Cycles measures how much instructions does the simulated CPU over time, so it may be easy to get a "reference" between CPU power and cycles... but it may be not a exact reference.

You could try to get an old benchmark, and try some values of cycles until you get a value near the target computer (i.e.: an equivalent to a 8086@4.77 MHz). Because the differences between emulated CPU (1 instruction per cycle) and real CPUs (every instruction is executed in different number of cycles), you won't get exactly the same speed but don't worry... 4.77 MHz was not a exact value when there were 8086, 8088, Nec V20 and Nec V30 processors in the market.

Keep in mind that cycles works as a hard limit of CPU power, so it doesn't alwasy work as expected. There were at least three methods of speed control in games:

- Fixed delays: It is not a throttle control... the game has some fixed delays to make it playable. Some games worked only as expected in 4.77 MHz, other games let you choose your CPU type and adjust delays (a 80286@6 Mhz had bigger delays than a 8086@4.77 Mhz) to get a constant speed between systems. It this context, a fixed value of cycles may will work as expected.

- Benchmarking the CPU: Some other games benchmarked your CPU (first executed some instructions in a loop, timed it, and then get a fixed value for the delays). If the emulated CPU is too fast, the time of the benchmark will drop to zero and the game won't work. Lowering the cycles will make the game work again, but keep in mind that there won't be any differences between playing at 3000 or 4000 cycles (for example) because the game can throttle the speed (There are other methods of benchmarking the speed, that actully may work at full cycles).

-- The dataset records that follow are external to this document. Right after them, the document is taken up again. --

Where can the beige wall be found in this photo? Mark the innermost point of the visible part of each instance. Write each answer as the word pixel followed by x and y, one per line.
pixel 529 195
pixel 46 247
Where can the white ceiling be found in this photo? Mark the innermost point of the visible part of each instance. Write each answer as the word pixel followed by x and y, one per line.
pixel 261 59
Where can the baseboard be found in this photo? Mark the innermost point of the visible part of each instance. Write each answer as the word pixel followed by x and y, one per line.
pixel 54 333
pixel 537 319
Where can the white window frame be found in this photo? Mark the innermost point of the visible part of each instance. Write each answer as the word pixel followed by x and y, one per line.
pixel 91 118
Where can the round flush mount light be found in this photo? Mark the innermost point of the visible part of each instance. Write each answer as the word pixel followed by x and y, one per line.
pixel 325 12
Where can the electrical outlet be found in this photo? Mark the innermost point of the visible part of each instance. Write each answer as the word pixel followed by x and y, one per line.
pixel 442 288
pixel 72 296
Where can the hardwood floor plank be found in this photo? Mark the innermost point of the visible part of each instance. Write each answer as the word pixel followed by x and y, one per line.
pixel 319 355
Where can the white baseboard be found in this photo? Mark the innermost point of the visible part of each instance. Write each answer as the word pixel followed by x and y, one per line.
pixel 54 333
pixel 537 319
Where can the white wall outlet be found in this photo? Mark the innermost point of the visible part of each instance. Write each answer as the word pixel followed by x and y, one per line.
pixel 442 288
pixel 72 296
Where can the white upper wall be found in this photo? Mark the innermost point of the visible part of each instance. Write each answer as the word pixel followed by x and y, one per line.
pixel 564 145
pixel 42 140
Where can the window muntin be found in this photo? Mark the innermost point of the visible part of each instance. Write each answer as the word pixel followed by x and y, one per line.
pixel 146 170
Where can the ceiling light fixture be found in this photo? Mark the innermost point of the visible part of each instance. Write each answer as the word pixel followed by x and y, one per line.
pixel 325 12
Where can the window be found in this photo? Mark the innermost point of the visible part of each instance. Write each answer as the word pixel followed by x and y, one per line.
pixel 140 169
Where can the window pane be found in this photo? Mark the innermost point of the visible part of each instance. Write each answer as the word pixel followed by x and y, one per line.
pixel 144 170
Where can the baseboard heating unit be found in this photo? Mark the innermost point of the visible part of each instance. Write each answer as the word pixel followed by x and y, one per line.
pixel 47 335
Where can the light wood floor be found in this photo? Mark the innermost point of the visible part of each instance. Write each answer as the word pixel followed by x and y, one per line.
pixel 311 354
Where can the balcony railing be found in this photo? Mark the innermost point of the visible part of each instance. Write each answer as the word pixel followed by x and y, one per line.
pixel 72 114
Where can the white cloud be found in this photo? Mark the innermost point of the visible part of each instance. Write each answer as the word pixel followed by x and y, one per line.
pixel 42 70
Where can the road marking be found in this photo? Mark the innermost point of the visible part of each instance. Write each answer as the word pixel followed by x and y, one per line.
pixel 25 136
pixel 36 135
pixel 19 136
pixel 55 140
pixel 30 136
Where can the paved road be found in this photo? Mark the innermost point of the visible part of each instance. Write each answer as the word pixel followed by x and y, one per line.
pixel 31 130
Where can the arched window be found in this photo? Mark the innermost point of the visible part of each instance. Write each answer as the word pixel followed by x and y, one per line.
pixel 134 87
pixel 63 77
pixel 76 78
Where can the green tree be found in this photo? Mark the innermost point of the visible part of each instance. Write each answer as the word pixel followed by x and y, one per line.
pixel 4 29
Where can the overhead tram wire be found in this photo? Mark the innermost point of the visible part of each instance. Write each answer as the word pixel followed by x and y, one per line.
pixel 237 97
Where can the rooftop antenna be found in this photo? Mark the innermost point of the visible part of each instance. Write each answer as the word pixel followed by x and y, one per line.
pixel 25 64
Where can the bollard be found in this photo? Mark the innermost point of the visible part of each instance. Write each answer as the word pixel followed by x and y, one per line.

- External timing: The game used some external events to synchronize the game. The most popular it vertical retrace... so you won't need to touch cycles (those events are not related to CPU, so raising/lowering cycles won't affect them).

Synchronizing DOSBox with vertical retrace won't affect game speed, because the game may not be aware of vertical retrace. To get a fixed speed will need to get a cycle-perfect emulated CPU, but I doubt it would worth the effort. I don't know any game that relies on exact cycle emulation (in other systems, like ZX Spectrum and Amstrad CPC there are games that need exact cycles, but that's another story).